You're Never Ready to Make a Movie, So Make One

You're Never Ready to Make a Movie, So Make One

A question that always seems to plague newer filmmakers is whether they are ready to make a feature. Maybe you've made a few shorts, maybe you've written a full-length script that's done well in competitions, but are you ready to make the leap to feature films?

The answer is no.

And also, so what?

Preparation and study is obviously invaluable to making a good first feature. You should, of course, know your craft as a writer or director, have an understanding of how a set works, and have the mental and physical stamina to be able to survive very long days at work. Workshops, film school, shooting shorts with your friends, and volunteering to work on sets can give you all of this experience.

But even after completing all of that, you may still feel woefully under-prepared to handle the scope and schedule of a feature. I'm here to tell you: that's fine. In fact, that's normal.

You aren't ready. Make your movie.

In my own personal experience, I found as I got further and further into the process of making my first feature, What Lies West, the more overwhelmed I was by the things I didn't even know I had to know. Yes, I had been writing scripts for more than a decade and felt comfortable with that aspect, and yes, I had acted and directed theater in college, so I felt able to communicate with my actors in ways they understood, but the deep water of running a set and managing post-production certainly felt over my head.

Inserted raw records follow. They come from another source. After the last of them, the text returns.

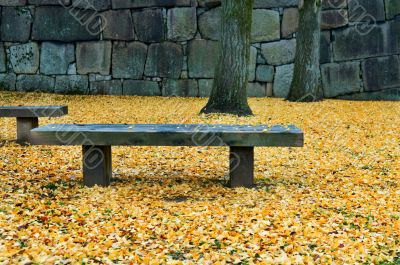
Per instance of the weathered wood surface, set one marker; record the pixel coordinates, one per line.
(167, 135)
(33, 111)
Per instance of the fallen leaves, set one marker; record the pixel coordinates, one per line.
(337, 200)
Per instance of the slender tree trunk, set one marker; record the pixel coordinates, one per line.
(229, 93)
(306, 85)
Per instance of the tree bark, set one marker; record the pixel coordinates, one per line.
(306, 85)
(229, 92)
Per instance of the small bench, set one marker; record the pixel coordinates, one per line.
(27, 117)
(97, 140)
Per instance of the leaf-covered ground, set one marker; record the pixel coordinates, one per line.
(335, 201)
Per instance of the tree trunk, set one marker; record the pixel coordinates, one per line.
(229, 93)
(306, 85)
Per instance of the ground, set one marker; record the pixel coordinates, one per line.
(335, 201)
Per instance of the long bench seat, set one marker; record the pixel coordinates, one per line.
(97, 139)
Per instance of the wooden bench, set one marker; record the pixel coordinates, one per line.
(28, 117)
(97, 140)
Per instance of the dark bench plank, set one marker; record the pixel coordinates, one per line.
(167, 135)
(28, 117)
(33, 111)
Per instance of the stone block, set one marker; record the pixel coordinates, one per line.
(117, 25)
(7, 81)
(283, 80)
(332, 19)
(265, 25)
(54, 23)
(72, 84)
(392, 8)
(111, 87)
(180, 88)
(98, 5)
(366, 11)
(202, 58)
(122, 4)
(350, 43)
(341, 79)
(141, 88)
(325, 47)
(93, 57)
(149, 25)
(205, 87)
(290, 22)
(16, 24)
(256, 90)
(252, 64)
(3, 65)
(265, 73)
(274, 3)
(129, 59)
(381, 73)
(182, 23)
(164, 60)
(208, 22)
(279, 52)
(37, 83)
(55, 58)
(24, 58)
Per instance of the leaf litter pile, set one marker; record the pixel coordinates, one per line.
(334, 201)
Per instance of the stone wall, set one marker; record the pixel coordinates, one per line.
(169, 47)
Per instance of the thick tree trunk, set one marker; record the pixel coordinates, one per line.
(306, 85)
(229, 93)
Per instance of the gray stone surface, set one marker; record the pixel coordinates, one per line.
(265, 26)
(93, 57)
(290, 22)
(3, 65)
(265, 73)
(16, 24)
(207, 24)
(366, 10)
(252, 64)
(381, 73)
(111, 87)
(141, 88)
(256, 90)
(180, 88)
(164, 60)
(117, 25)
(56, 57)
(341, 79)
(334, 18)
(392, 8)
(283, 80)
(205, 87)
(279, 52)
(351, 43)
(182, 23)
(7, 81)
(38, 83)
(72, 84)
(202, 58)
(54, 23)
(24, 58)
(129, 59)
(97, 5)
(149, 25)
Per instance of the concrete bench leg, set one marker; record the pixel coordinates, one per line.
(24, 126)
(97, 167)
(241, 172)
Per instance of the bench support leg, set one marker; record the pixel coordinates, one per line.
(241, 168)
(24, 126)
(97, 168)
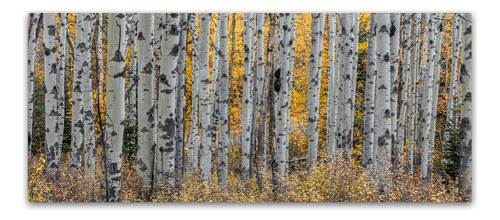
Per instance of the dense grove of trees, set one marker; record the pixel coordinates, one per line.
(218, 95)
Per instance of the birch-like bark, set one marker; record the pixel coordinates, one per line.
(115, 104)
(346, 101)
(194, 141)
(145, 88)
(371, 76)
(395, 19)
(181, 87)
(456, 39)
(246, 117)
(52, 145)
(83, 52)
(313, 92)
(261, 93)
(435, 93)
(165, 153)
(427, 74)
(32, 44)
(401, 123)
(205, 148)
(214, 90)
(332, 87)
(61, 74)
(382, 147)
(465, 171)
(82, 67)
(284, 104)
(413, 90)
(355, 37)
(222, 166)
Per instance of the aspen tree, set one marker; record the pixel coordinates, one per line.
(313, 92)
(181, 87)
(145, 88)
(194, 141)
(427, 74)
(246, 117)
(284, 104)
(222, 166)
(401, 123)
(394, 56)
(465, 171)
(115, 105)
(413, 90)
(382, 146)
(32, 44)
(205, 148)
(332, 87)
(165, 153)
(82, 67)
(52, 145)
(371, 74)
(88, 102)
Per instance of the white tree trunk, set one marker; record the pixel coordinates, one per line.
(332, 87)
(395, 19)
(222, 166)
(246, 117)
(52, 146)
(83, 50)
(32, 44)
(194, 141)
(284, 104)
(181, 87)
(205, 148)
(382, 147)
(165, 153)
(82, 67)
(145, 88)
(413, 90)
(115, 104)
(465, 171)
(313, 92)
(371, 74)
(400, 141)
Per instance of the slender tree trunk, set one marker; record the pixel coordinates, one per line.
(145, 110)
(194, 142)
(52, 146)
(181, 87)
(61, 76)
(413, 92)
(382, 147)
(427, 73)
(400, 140)
(465, 172)
(371, 76)
(437, 78)
(222, 166)
(84, 52)
(283, 102)
(313, 92)
(32, 44)
(395, 19)
(165, 154)
(246, 117)
(261, 93)
(205, 148)
(82, 67)
(115, 104)
(346, 102)
(332, 87)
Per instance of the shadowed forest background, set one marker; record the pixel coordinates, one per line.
(288, 107)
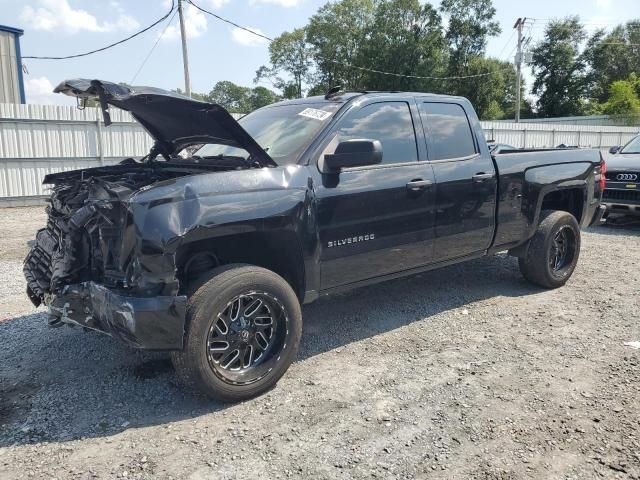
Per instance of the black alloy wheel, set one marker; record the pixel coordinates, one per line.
(243, 331)
(246, 336)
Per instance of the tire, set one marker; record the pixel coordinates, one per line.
(261, 316)
(544, 263)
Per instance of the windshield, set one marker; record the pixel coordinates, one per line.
(282, 131)
(633, 146)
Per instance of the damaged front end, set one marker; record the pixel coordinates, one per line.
(102, 262)
(83, 264)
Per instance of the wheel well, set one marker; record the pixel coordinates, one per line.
(569, 200)
(276, 251)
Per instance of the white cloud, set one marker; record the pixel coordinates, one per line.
(195, 24)
(247, 39)
(604, 4)
(39, 91)
(282, 3)
(58, 15)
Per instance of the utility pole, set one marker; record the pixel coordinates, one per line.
(518, 61)
(185, 56)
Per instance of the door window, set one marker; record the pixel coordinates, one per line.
(389, 122)
(450, 134)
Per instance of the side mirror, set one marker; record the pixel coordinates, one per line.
(354, 153)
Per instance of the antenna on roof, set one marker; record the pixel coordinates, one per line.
(332, 92)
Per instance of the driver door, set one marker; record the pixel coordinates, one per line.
(376, 220)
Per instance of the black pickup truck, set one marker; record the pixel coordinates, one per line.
(211, 255)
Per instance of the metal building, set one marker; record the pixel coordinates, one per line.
(11, 81)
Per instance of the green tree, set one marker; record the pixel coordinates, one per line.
(290, 54)
(471, 24)
(232, 97)
(610, 57)
(559, 69)
(624, 99)
(338, 33)
(406, 38)
(493, 96)
(261, 97)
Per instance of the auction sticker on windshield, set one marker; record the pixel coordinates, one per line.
(314, 113)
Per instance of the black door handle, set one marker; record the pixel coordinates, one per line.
(419, 184)
(481, 177)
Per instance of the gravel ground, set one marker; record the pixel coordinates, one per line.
(464, 372)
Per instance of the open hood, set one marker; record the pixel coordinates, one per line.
(173, 120)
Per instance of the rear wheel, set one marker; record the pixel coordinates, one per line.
(552, 254)
(243, 331)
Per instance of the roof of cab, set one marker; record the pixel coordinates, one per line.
(344, 97)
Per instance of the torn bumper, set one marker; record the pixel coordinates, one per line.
(154, 323)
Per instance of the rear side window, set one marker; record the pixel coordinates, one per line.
(449, 132)
(389, 122)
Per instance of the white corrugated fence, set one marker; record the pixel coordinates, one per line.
(40, 139)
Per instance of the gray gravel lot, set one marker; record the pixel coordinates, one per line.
(465, 372)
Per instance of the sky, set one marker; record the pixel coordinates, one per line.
(217, 51)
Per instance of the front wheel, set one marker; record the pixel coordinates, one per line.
(552, 254)
(243, 331)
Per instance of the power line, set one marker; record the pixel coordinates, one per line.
(153, 48)
(347, 65)
(110, 45)
(225, 20)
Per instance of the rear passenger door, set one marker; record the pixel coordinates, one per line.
(465, 181)
(378, 219)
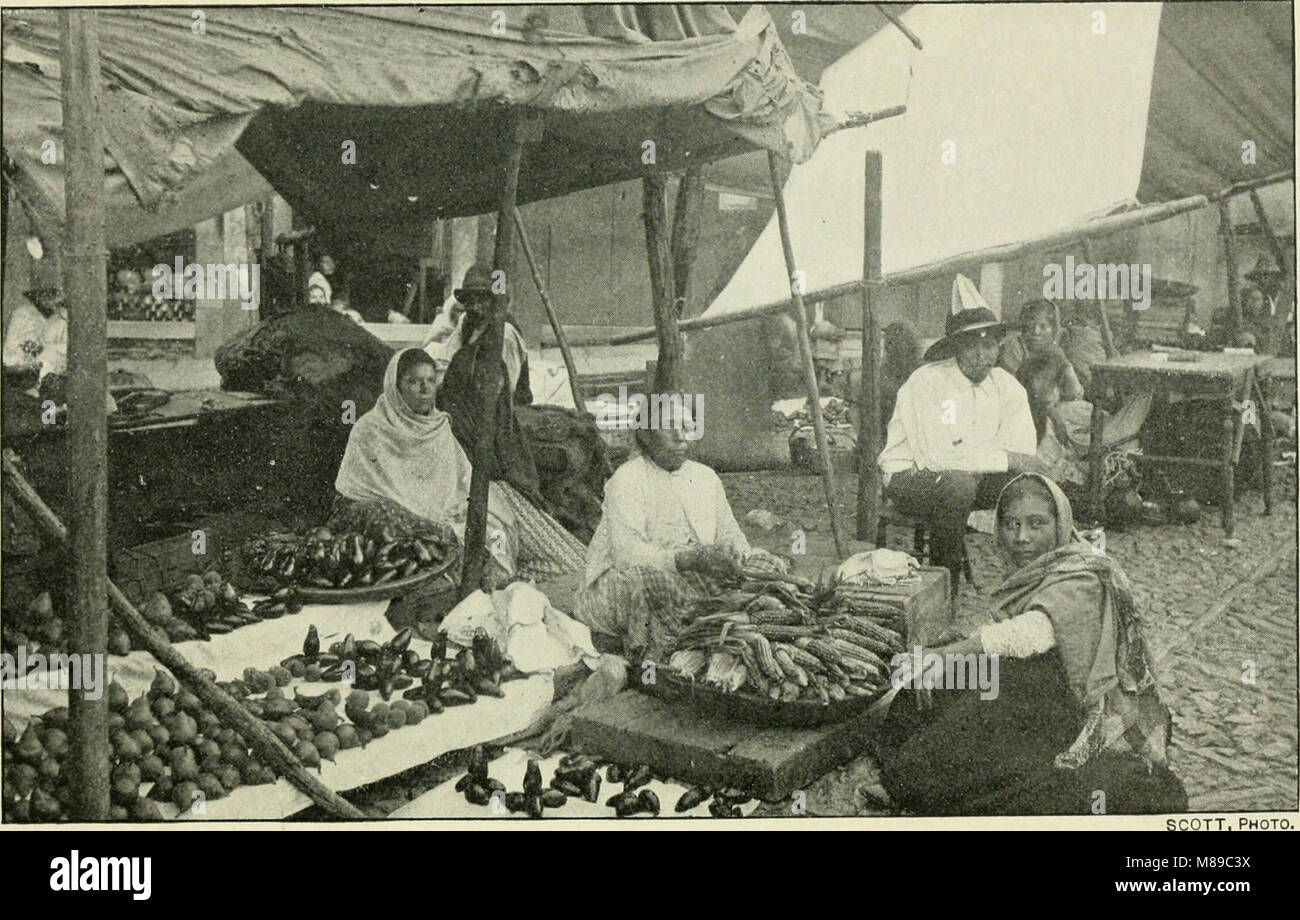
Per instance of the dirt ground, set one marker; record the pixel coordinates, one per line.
(1221, 617)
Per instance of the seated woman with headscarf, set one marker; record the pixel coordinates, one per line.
(667, 537)
(1074, 724)
(404, 454)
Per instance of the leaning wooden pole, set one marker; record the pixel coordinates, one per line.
(1108, 339)
(86, 290)
(801, 322)
(1277, 322)
(490, 373)
(1234, 300)
(551, 315)
(654, 199)
(269, 749)
(869, 404)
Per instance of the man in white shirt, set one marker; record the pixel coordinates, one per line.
(961, 428)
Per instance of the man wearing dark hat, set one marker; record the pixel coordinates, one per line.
(456, 394)
(961, 426)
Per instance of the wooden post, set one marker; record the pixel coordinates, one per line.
(685, 233)
(86, 290)
(490, 373)
(1278, 320)
(1108, 341)
(560, 339)
(869, 404)
(654, 196)
(801, 322)
(1234, 302)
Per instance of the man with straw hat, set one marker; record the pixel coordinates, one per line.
(961, 426)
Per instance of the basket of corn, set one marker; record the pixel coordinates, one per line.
(775, 652)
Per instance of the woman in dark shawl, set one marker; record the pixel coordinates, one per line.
(1075, 725)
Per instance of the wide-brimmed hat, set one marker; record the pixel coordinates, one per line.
(477, 281)
(1265, 267)
(962, 326)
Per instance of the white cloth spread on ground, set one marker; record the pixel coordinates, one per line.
(534, 636)
(1022, 636)
(649, 513)
(879, 567)
(414, 460)
(943, 421)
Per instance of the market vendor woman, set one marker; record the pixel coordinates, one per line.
(403, 452)
(1077, 712)
(667, 537)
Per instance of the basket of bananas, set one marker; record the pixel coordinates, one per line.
(772, 654)
(330, 567)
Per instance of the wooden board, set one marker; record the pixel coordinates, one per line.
(689, 743)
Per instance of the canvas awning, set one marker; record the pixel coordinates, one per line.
(423, 94)
(1049, 124)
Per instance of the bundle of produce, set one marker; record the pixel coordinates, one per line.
(579, 777)
(768, 639)
(329, 559)
(40, 628)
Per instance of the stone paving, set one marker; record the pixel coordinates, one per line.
(1222, 624)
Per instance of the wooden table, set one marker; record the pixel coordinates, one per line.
(693, 743)
(1229, 378)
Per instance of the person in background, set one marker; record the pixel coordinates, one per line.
(1075, 707)
(320, 290)
(459, 398)
(960, 428)
(1041, 367)
(25, 335)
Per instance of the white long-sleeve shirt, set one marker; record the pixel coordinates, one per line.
(649, 513)
(943, 421)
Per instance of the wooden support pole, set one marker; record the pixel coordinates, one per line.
(1108, 339)
(654, 211)
(269, 749)
(557, 326)
(85, 287)
(490, 373)
(869, 404)
(685, 234)
(801, 322)
(1234, 302)
(1278, 320)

Even with a film school education and years of training, what did I know about how to negotiate locations, deal with cranky or disruptive locals, or handle a 14-hour workday on two hours of sleep? What did I know about music rights, or color correction, or how big the text needs to be on an insert of a phone for someone sitting in a theater to read it?

The hard truth of filmmaking is you aren't going to feel ready, even with extensive training. And that's because you're not. Watching films is a passive activity, but making films is much more akin to a theater performance. It’s a kind of art that only lives in the doing, which means if you want to get better at it, you simply have to do it.  If you wanted to be a painter, you could read all the books and watch all the tutorials you want, but there still comes a moment when you have to put brush to canvas, and in that moment, you learn how much you don't know about what you're doing. It’s an inevitable part of the experience of turning theory into craft, and one to approach with gusto, not fear.

If you're experiencing the “not ready” panic, it's a good time to sit down and look at what directors you admire have to say about their own first films.

Steven Soderbergh made his career off the smash success of his debut film, Sex, Lies, and Videotape, but in speaking about it with Filmmaker Magazine, he admits “In retrospect, there were a few times when I’m not sure why the camera’s moving other than the fact that I was so excited that I had an actual dolly that I thought, well, we should use it, which is the classic young filmmaker mistake.” Similarly, Pedro Almodovar jokes his first movie, Pepi, Luci Bom, is “a film full of defects,” while Wes Anderson says of his debut, “I remember when we were shooting Bottle Rocket that there were a couple of times when I thought, ‘I’m not sure exactly how to do this, so we’re just going to do something and get through it.’"

Over and over again, you'll hear celebrated filmmakers talk about their first movies as a steep learning curve, full of mistakes. Their experiences show that filmmaking itself is a practice, one that you have to perform over and over again to become truly competent. No matter where you start on the spectrum of talent, knowledge, and ability, you will be a far better filmmaker at the end of your first movie than when you started.

Jessica Ellis

Beyond the experiences of nearly every great filmmaker encouraging you to dive off the deep end into making your first feature, here’s one other critical lifejacket to cling to: you're not alone. In our auteur-focused culture, it's easy to place the entire burden of creativity squarely on the writer or director's shoulders.

The truth, however, is a breath of fresh air: you are there to coordinate the creativity of other talented people, not supply it all yourself.

While you've been doing your best to prepare as a filmmaker, your cinematographer, set designer, gaffer, makeup team, editors, producers, and actors have been doing the same. When you have a pitfall in your own experience, you are going to be surrounded with other professionals ready to help you brainstorm solutions. It is a windfall to be surrounded by collaborators, and a waste to assume they’re just there to do your bidding—especially when you aren’t sure your bidding is any good.

Learning to trust and welcome other people's help is just another thing you'll pick up as you all struggle forward together, and one of the best lessons filmmaking can teach. You’ll all be afraid together, and you’ll all improve together along the journey.

So take heart: while the fear of not being ready can feel paralyzing, in truth, it may be the only thing holding you back from launching your career as a feature filmmaker. Release your worries about readiness and start worrying more about raising money, finding your collaborators, and most importantly catering, because it’s a professional guarantee that bad food is going to cause more problems on set than your abilities. (See?! The things you learn!)